North West Slopes NSW – Environmental Issues
The Northern NSW EverGraze region supports a diversity of landscapes, ranging from the Liverpool, Warrumbungle and Kaputar Ranges, through the rolling hills of the sedimentary slopes to the open floodplains of the Liverpool Plains and Darling Riverine Plains in the upper western part of the region. These landscapes have a wide variety of soils, geomorphology and topography, surface and groundwater, biodiversity and mineral resources, as well as landscape functions such as water, nutrient and energy cycling, and habitat functions.
Loss of plant species diversity
Loss or degradation of natural ecosystems is a major cause in the decline in diversity and condition of plant and animal communities. This is strongly linked with other environmental problems, such as poor land use practices, harmful water quality, invasive species and fragmentation of habitat, caused by the impacts from agricultural, mining, urbanisation and infrastructure activities. Climate change is potentially also a major threat to biodiversity. Native vegetation is considered to be the most essential component of the natural ecosystem, and is often used as a surrogate indicator for overall biodiversity health.

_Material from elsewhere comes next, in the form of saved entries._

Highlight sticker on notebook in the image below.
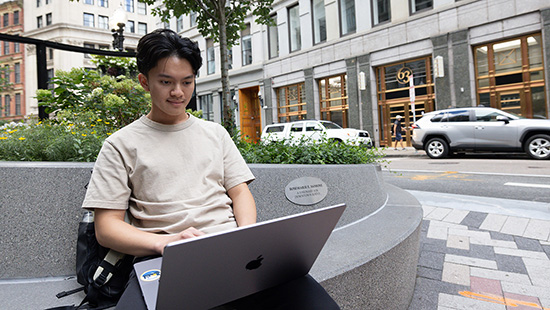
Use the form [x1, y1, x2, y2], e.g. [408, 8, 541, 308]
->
[140, 269, 161, 281]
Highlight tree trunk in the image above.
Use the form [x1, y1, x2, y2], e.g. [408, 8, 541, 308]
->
[218, 7, 235, 137]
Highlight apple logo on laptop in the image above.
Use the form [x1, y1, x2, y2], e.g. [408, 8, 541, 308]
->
[246, 255, 264, 270]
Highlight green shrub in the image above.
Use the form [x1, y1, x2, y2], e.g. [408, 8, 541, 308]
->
[234, 135, 387, 165]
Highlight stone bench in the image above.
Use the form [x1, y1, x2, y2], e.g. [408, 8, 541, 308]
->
[0, 162, 422, 309]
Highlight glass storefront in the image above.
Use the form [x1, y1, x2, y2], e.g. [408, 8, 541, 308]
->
[276, 83, 307, 122]
[474, 33, 547, 119]
[376, 57, 435, 146]
[318, 74, 348, 128]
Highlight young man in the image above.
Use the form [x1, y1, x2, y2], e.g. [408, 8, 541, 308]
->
[82, 29, 256, 308]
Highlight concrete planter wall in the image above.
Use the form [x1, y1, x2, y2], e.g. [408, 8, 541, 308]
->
[0, 162, 422, 310]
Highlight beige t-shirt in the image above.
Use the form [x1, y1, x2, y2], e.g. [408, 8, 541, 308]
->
[82, 115, 255, 235]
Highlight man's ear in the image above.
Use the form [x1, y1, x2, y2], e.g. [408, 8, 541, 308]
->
[138, 73, 150, 91]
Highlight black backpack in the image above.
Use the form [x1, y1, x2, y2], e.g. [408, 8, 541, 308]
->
[49, 211, 134, 310]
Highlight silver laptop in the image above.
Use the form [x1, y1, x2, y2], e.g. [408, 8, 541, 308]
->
[133, 203, 346, 310]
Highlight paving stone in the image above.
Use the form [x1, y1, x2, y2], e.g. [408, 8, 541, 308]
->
[489, 231, 515, 242]
[426, 222, 448, 240]
[514, 236, 544, 252]
[407, 278, 441, 310]
[418, 250, 445, 270]
[417, 266, 442, 281]
[480, 214, 508, 232]
[460, 211, 488, 229]
[494, 254, 528, 275]
[500, 217, 530, 236]
[447, 234, 470, 250]
[445, 254, 497, 270]
[422, 239, 449, 253]
[501, 282, 550, 305]
[541, 244, 550, 260]
[523, 219, 550, 241]
[522, 257, 550, 288]
[464, 244, 497, 261]
[443, 209, 470, 224]
[470, 236, 518, 249]
[442, 262, 470, 286]
[494, 247, 549, 260]
[470, 267, 531, 285]
[470, 276, 503, 296]
[438, 292, 506, 310]
[422, 205, 437, 218]
[503, 292, 543, 310]
[425, 207, 452, 221]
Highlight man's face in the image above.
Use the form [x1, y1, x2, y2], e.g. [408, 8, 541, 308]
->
[138, 56, 195, 125]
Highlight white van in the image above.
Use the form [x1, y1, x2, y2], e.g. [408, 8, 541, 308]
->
[260, 120, 373, 147]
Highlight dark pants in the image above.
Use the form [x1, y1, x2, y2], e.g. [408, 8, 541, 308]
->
[116, 269, 339, 310]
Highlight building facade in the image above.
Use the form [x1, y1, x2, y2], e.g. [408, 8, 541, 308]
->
[179, 0, 550, 146]
[0, 0, 25, 122]
[22, 0, 157, 116]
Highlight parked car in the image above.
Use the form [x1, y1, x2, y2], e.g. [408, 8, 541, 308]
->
[411, 107, 550, 160]
[261, 120, 373, 147]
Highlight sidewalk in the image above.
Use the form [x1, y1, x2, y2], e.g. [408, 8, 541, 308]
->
[408, 193, 550, 310]
[381, 146, 426, 158]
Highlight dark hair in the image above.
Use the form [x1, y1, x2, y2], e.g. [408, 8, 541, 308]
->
[137, 28, 202, 76]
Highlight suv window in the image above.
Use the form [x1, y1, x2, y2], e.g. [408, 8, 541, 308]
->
[305, 122, 323, 132]
[290, 123, 304, 132]
[431, 113, 445, 122]
[475, 110, 504, 122]
[447, 110, 470, 122]
[266, 125, 284, 133]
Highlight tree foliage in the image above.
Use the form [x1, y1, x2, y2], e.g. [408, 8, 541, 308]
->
[142, 0, 274, 137]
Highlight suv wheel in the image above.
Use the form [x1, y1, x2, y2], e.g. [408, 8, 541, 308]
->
[425, 138, 449, 159]
[525, 134, 550, 160]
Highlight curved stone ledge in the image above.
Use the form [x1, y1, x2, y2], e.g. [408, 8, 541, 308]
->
[0, 162, 421, 310]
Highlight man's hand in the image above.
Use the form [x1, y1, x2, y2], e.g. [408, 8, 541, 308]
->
[156, 227, 206, 254]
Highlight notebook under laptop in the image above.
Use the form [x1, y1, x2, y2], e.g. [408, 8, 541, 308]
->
[133, 203, 346, 310]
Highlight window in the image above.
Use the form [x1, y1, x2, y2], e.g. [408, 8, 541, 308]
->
[83, 43, 94, 58]
[83, 13, 94, 27]
[48, 48, 53, 60]
[190, 11, 197, 27]
[37, 16, 43, 28]
[372, 0, 390, 25]
[84, 0, 93, 4]
[339, 0, 356, 35]
[15, 93, 21, 115]
[3, 13, 9, 27]
[127, 20, 135, 33]
[288, 5, 301, 52]
[410, 0, 432, 14]
[241, 24, 252, 66]
[3, 41, 9, 55]
[13, 11, 19, 25]
[46, 0, 51, 4]
[199, 94, 214, 121]
[4, 65, 10, 83]
[37, 0, 41, 7]
[4, 95, 10, 116]
[125, 0, 134, 13]
[319, 74, 349, 128]
[98, 15, 109, 29]
[46, 13, 52, 26]
[47, 69, 54, 89]
[138, 22, 147, 34]
[290, 123, 304, 132]
[206, 39, 215, 75]
[98, 0, 108, 7]
[177, 16, 184, 32]
[312, 0, 326, 44]
[268, 14, 279, 59]
[137, 2, 146, 14]
[227, 48, 233, 69]
[14, 63, 20, 83]
[277, 83, 307, 122]
[14, 43, 20, 53]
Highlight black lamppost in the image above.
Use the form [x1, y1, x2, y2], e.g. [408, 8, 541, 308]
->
[111, 6, 127, 51]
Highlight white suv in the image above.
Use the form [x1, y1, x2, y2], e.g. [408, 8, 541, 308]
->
[412, 107, 550, 160]
[261, 120, 373, 147]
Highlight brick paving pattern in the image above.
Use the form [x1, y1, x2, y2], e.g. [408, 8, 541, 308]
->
[408, 206, 550, 310]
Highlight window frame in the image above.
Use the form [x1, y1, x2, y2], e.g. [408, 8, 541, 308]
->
[339, 0, 356, 36]
[372, 0, 391, 26]
[267, 14, 279, 59]
[288, 4, 301, 53]
[311, 0, 327, 45]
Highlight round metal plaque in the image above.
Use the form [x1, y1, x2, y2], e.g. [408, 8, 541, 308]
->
[284, 177, 328, 206]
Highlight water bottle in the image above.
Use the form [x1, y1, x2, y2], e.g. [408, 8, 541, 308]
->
[82, 210, 94, 223]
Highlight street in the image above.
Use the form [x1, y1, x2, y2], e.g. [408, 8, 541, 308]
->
[382, 154, 550, 204]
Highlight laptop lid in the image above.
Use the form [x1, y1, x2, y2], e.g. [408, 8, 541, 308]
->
[135, 203, 346, 310]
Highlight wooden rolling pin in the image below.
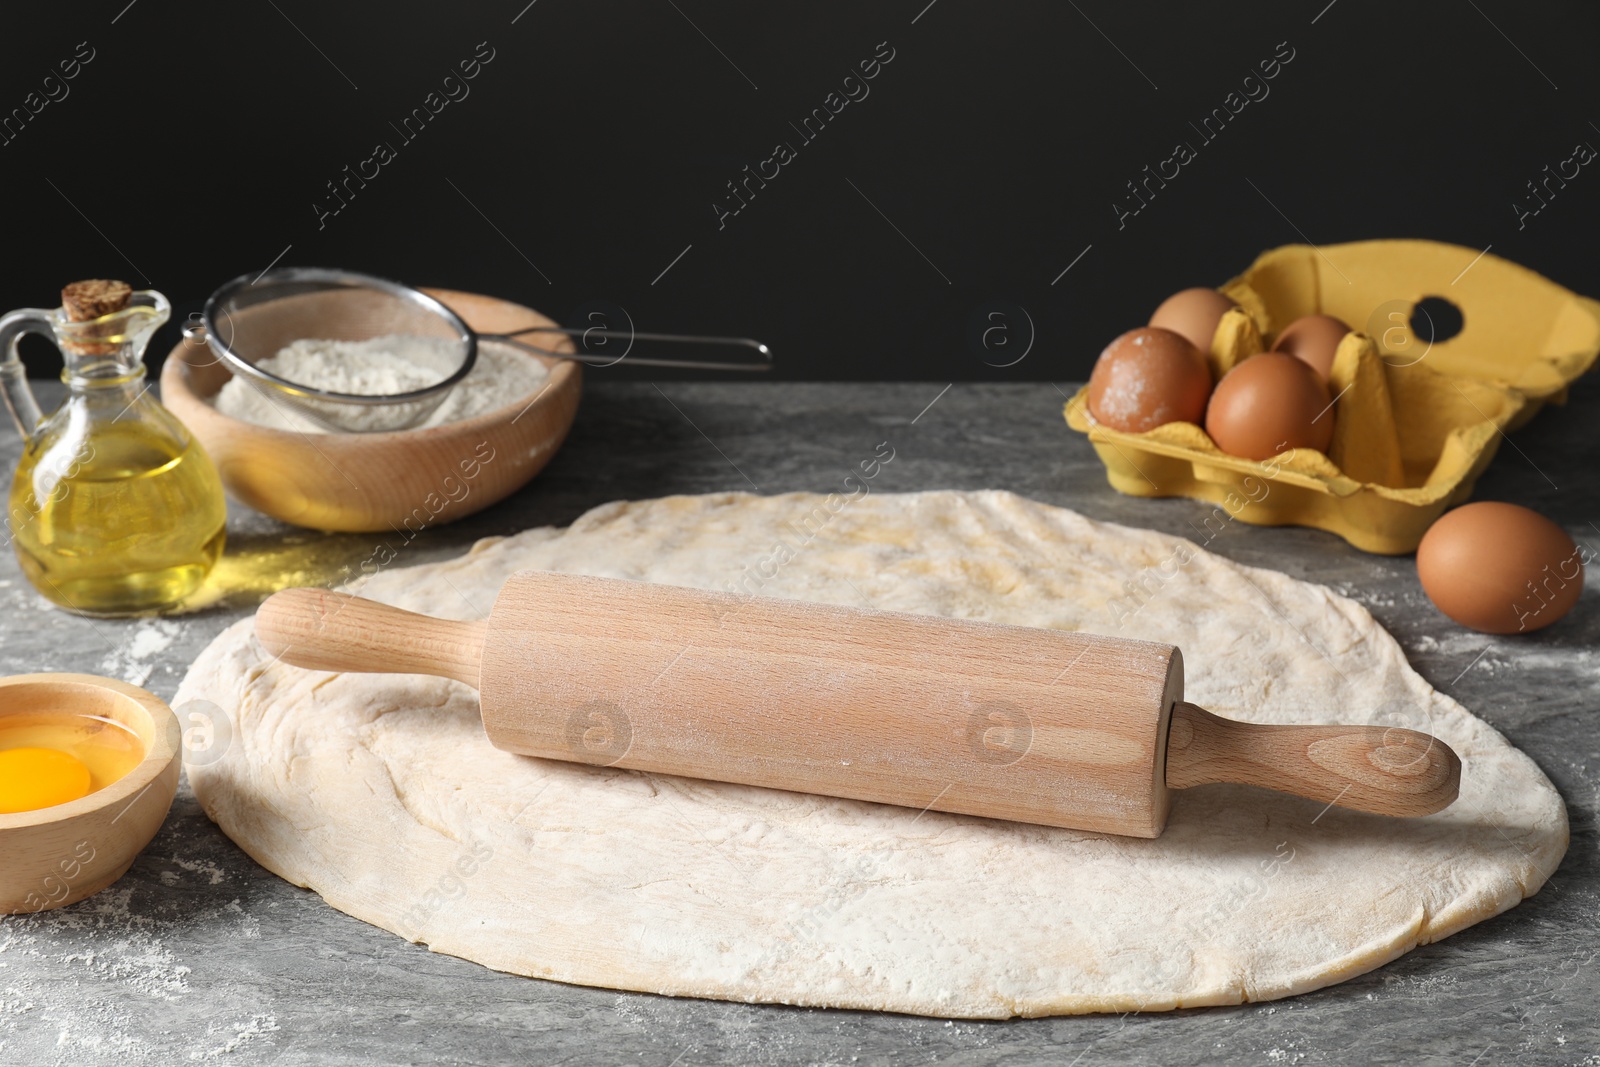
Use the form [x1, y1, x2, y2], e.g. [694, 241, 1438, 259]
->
[254, 571, 1460, 838]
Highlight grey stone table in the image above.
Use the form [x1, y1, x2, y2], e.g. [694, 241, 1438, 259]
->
[1, 377, 1596, 1067]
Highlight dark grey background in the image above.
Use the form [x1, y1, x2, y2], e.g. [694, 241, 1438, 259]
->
[2, 0, 1597, 380]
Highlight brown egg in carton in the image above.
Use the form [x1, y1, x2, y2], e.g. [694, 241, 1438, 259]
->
[1063, 239, 1600, 554]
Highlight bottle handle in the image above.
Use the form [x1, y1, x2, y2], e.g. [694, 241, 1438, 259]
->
[0, 309, 53, 444]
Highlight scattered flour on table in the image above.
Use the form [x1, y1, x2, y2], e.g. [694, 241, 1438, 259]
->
[0, 859, 278, 1062]
[98, 619, 183, 688]
[169, 857, 227, 886]
[192, 1012, 279, 1060]
[210, 336, 548, 433]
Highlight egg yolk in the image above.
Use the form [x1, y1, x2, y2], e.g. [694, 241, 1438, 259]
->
[0, 747, 93, 813]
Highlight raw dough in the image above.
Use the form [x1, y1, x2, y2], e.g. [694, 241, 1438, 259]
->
[176, 491, 1567, 1018]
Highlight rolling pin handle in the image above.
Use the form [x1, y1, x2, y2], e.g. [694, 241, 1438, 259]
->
[1164, 702, 1461, 819]
[255, 588, 487, 689]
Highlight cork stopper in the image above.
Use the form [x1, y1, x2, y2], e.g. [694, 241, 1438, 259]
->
[60, 279, 133, 356]
[62, 279, 132, 322]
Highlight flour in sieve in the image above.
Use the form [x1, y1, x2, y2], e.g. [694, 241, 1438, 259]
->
[209, 336, 549, 433]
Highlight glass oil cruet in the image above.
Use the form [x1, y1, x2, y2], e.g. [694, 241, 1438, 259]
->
[0, 280, 227, 616]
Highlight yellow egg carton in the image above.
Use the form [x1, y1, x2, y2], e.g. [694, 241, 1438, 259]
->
[1062, 239, 1600, 554]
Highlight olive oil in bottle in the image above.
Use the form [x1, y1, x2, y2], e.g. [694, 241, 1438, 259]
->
[10, 416, 226, 616]
[1, 282, 227, 616]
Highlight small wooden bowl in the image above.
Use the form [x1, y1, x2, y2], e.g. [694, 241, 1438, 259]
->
[160, 288, 582, 533]
[0, 674, 181, 914]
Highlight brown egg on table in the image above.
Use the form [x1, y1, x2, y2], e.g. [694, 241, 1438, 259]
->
[1087, 327, 1212, 434]
[1271, 314, 1351, 380]
[1417, 502, 1585, 633]
[1150, 288, 1239, 354]
[1204, 352, 1334, 461]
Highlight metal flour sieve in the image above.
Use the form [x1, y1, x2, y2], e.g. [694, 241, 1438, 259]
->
[187, 268, 772, 432]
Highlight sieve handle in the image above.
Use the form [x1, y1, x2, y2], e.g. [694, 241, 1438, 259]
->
[492, 326, 772, 372]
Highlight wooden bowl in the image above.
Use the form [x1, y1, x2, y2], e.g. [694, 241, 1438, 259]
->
[0, 674, 181, 914]
[160, 288, 582, 532]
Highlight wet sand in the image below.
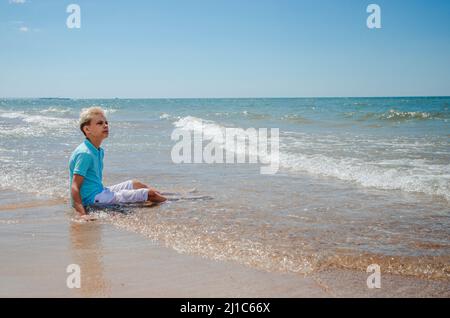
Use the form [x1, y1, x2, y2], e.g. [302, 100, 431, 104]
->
[0, 200, 448, 298]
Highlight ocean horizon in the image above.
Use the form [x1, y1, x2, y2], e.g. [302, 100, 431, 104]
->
[2, 95, 450, 99]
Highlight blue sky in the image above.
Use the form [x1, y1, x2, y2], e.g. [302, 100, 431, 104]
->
[0, 0, 449, 98]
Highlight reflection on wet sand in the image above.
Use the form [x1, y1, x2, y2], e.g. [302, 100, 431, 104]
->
[0, 199, 67, 211]
[69, 221, 111, 297]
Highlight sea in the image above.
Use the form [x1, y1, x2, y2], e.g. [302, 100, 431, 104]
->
[0, 97, 449, 279]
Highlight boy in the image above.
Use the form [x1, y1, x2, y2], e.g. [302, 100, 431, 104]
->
[69, 107, 166, 219]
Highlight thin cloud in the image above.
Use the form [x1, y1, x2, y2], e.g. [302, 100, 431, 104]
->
[9, 0, 26, 4]
[19, 26, 29, 32]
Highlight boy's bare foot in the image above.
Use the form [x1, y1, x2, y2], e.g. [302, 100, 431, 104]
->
[148, 190, 167, 203]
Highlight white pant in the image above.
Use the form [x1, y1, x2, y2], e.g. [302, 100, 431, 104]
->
[93, 180, 149, 205]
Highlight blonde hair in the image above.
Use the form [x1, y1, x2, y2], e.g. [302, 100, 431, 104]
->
[79, 106, 105, 136]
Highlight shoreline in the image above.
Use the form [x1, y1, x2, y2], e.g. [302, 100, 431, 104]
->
[0, 202, 448, 297]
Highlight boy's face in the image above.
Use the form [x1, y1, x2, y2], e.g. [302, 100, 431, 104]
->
[84, 113, 109, 140]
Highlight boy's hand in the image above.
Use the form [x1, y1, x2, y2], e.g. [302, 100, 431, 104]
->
[71, 174, 88, 215]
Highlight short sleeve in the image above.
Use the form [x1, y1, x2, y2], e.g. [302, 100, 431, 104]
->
[73, 152, 92, 177]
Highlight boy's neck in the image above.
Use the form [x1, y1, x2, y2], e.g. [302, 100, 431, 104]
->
[86, 137, 102, 149]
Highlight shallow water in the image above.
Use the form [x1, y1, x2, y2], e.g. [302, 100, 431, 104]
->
[0, 97, 449, 279]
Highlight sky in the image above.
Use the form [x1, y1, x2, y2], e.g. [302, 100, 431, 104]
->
[0, 0, 449, 98]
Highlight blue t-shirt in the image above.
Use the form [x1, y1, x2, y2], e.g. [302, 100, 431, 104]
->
[69, 139, 104, 206]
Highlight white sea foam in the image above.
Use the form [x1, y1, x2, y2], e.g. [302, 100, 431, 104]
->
[174, 116, 224, 140]
[0, 111, 75, 126]
[38, 107, 73, 114]
[383, 110, 432, 120]
[358, 109, 449, 122]
[103, 107, 118, 114]
[279, 152, 450, 200]
[173, 116, 450, 200]
[0, 111, 77, 136]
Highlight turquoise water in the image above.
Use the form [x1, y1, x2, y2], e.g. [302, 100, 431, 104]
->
[0, 97, 449, 278]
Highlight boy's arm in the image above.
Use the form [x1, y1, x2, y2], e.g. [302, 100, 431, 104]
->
[71, 174, 87, 216]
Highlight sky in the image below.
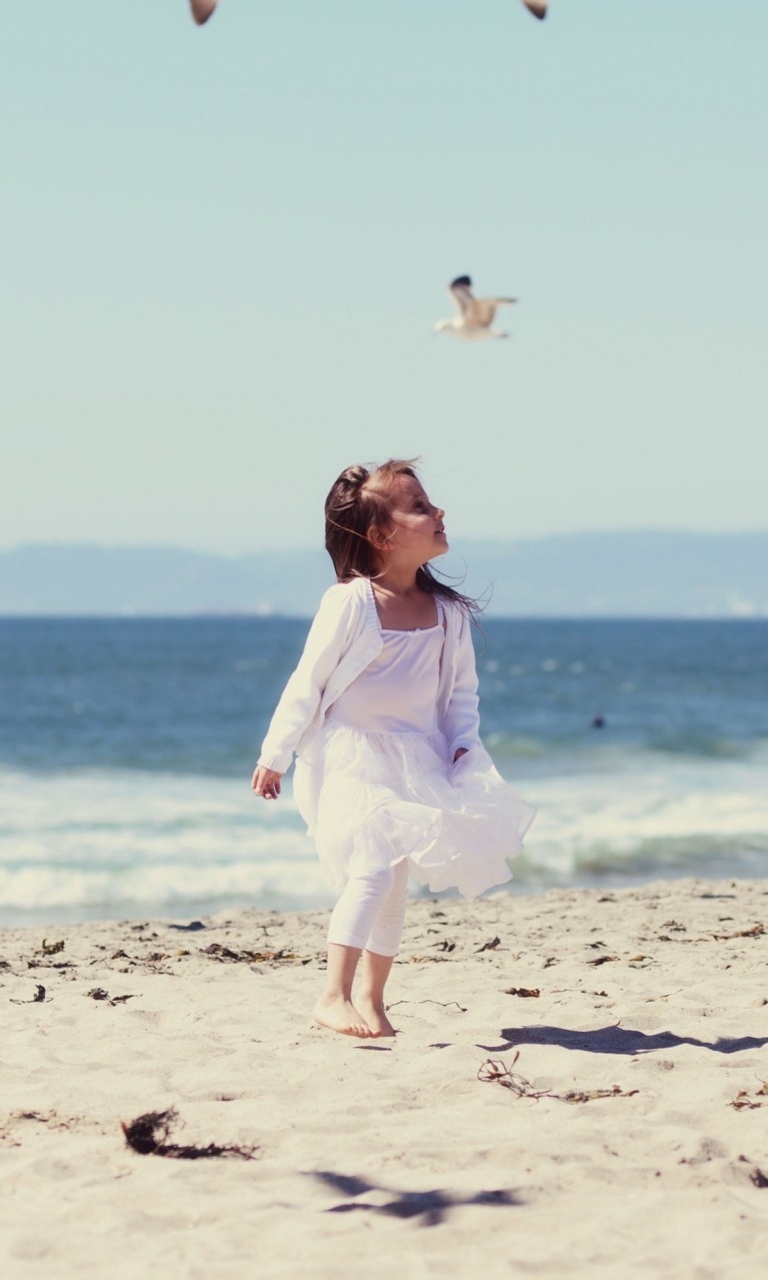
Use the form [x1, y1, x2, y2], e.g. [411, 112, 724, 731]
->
[2, 1, 767, 554]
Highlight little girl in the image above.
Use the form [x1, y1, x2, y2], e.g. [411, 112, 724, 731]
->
[251, 459, 534, 1038]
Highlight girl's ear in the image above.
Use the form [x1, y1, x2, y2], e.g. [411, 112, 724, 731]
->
[367, 523, 390, 552]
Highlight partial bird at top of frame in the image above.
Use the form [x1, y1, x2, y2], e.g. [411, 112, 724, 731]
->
[434, 276, 518, 342]
[189, 2, 548, 27]
[189, 0, 217, 23]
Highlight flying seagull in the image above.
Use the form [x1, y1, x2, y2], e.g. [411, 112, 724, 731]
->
[434, 276, 518, 341]
[190, 2, 545, 26]
[189, 0, 218, 23]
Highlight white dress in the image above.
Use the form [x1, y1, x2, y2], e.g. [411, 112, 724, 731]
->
[301, 602, 535, 898]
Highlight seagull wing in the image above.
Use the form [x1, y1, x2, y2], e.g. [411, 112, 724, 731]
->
[449, 275, 475, 318]
[522, 1, 548, 19]
[467, 296, 517, 327]
[190, 0, 218, 24]
[466, 298, 498, 327]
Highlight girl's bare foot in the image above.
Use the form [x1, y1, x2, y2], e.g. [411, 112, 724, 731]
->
[313, 995, 373, 1038]
[356, 996, 396, 1038]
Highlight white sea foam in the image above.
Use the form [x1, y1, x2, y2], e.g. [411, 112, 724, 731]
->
[1, 749, 767, 924]
[518, 748, 768, 884]
[0, 768, 332, 924]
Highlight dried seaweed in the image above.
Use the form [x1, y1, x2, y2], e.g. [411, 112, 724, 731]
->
[713, 923, 765, 941]
[731, 1092, 764, 1111]
[201, 943, 296, 964]
[504, 987, 540, 998]
[121, 1108, 259, 1160]
[587, 955, 619, 967]
[477, 1054, 638, 1104]
[86, 988, 138, 1006]
[389, 998, 467, 1012]
[10, 984, 47, 1004]
[476, 937, 501, 953]
[40, 939, 65, 956]
[730, 1083, 768, 1111]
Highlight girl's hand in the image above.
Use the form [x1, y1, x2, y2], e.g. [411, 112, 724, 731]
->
[453, 748, 469, 763]
[251, 765, 283, 800]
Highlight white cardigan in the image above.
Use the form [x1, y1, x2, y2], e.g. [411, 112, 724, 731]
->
[257, 576, 482, 775]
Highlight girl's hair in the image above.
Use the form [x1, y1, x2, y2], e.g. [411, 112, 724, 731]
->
[324, 458, 481, 616]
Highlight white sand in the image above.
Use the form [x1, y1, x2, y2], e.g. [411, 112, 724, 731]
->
[3, 877, 768, 1279]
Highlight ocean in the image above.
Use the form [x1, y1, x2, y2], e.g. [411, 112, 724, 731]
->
[1, 616, 767, 926]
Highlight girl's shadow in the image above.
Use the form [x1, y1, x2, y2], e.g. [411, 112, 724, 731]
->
[480, 1025, 768, 1056]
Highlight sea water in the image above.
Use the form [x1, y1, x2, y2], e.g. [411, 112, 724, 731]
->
[1, 617, 767, 925]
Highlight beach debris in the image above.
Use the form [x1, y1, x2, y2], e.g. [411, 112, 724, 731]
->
[40, 939, 65, 956]
[121, 1108, 259, 1161]
[434, 277, 518, 341]
[587, 955, 619, 967]
[10, 984, 47, 1004]
[168, 920, 207, 932]
[504, 987, 540, 998]
[713, 923, 764, 941]
[86, 988, 138, 1006]
[0, 1110, 75, 1146]
[201, 942, 297, 964]
[750, 1167, 768, 1189]
[477, 1054, 638, 1104]
[389, 998, 467, 1013]
[731, 1092, 764, 1111]
[730, 1083, 768, 1111]
[476, 937, 501, 953]
[434, 940, 456, 953]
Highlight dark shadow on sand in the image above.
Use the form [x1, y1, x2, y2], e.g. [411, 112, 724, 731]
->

Much of the grazing land, particularly on the western Plains and Tablelands is still classed as native grasslands, but has been at least partially cleared of the over-storey. In many places it has been significantly over-cleared relative to land capability, and often only one component – either the over-storey or the grasses remain. The fertile black soils and grey clays of the plains retain only small native vegetation remnants. A reluctance in broad acre livestock production to de-stock during extended dry periods, and overgrazing by some operators and rural residential owners results in pastures with high levels of invasive weeds, low levels of ground cover and poor species diversity.
The Tamworth EverGraze Proof Site conducted research into the conservation of Box Gum Grassy Woodlands. Further information and recommendations can be found here.
Healthy soils are a fundamental element of vibrant landscapes. The relatively young volcanic geology of the region, and extensive alluvial floodplains derived from these materials, has resulted in much of the Namoi Valley with very productive heavy black and grey clays, sought after for farming and irrigation. However, the impact of agricultural systems on the soil resource has resulted in more than 10% of the Namoi Catchment being classed as moderately to severely eroded. More recently, the extent of erosion has declined in some farming areas due to reduced tillage farming practices.
Other soil issues that impact on catchment health and productive capacity include acidification due to fertiliser application, particularly in improved pastures and under intensive cropping, sub-soil sodicity (widespread to the west), and soil structure and fertility decline, particular in the lighter red soils under cropping.
Erosion and ground cover
Erosion involves the loss of soil material by the movement of wind and water, which is then transported and deposited in other locations, including off-site. Pastures grazed at a stocking rate that exceeds current pasture growth, can decrease ground cover, which make them susceptible to erosion. The loss of ground cover is also associated with a shift from perennial to annual pasture species. The appropriate level of ground cover to prevent erosion is associated with the steepness of slope and then soil type and likely rainfall events. Generally 70% ground cover is sufficient for flat or gently sloping land, but higher ground cover levels (80-90%) are needed for steeper classes of land (Lang and McDonald).
Further information on managing ground cover with grazing management can be found in the EverGraze Exchange – Nuts and Bolts of Grazing Management. The North West NSW Local Land Services website also provides further information on channel erosion and gully erosion in the region. EverGraze conducted research on lucerne/grass mixtures as an option for preventing runoff and erosion. Results and messages from this research can be found here.
Dryland salinity has a relatively minor spatial extent because of the incised nature of the topography. Vertosol soils within the Liverpool Plains area of the Mooki Subcatchment currently dominate the distribution of soils with high watertables within 2 m of the soil surface. Deep drainage under annual crops and pastures can cause salt mobilisation. Salinity scalds are more common on the Liverpool Plains, and across the Maules, Goonoo Goonoo and Manilla Creek Subcatchments.
Although areas of dryland salinity are small at present, stream water quality is a major issue for the region. Total current mean annual salt load exported from the Namoi Catchment is estimated at 136,600 tonnes and exceeds the combined contributions of the Macquarie, Bogan, Castlereagh and Gwydir Rivers. However, the Namoi River has a mean annual stream flow of 503 GL with a mean electrical conductivity of 680 μS/cm, while the electrical conductivity of the Murrumbidgee River is approximately 250 μS/cm.
Groundwater recharge and salinity have not been a large focus for EverGraze in Northern NSW. See salinity pages for regional packages in North East Victoria/Southern Slopes NSW, South West Victoria and Western Australia for further information.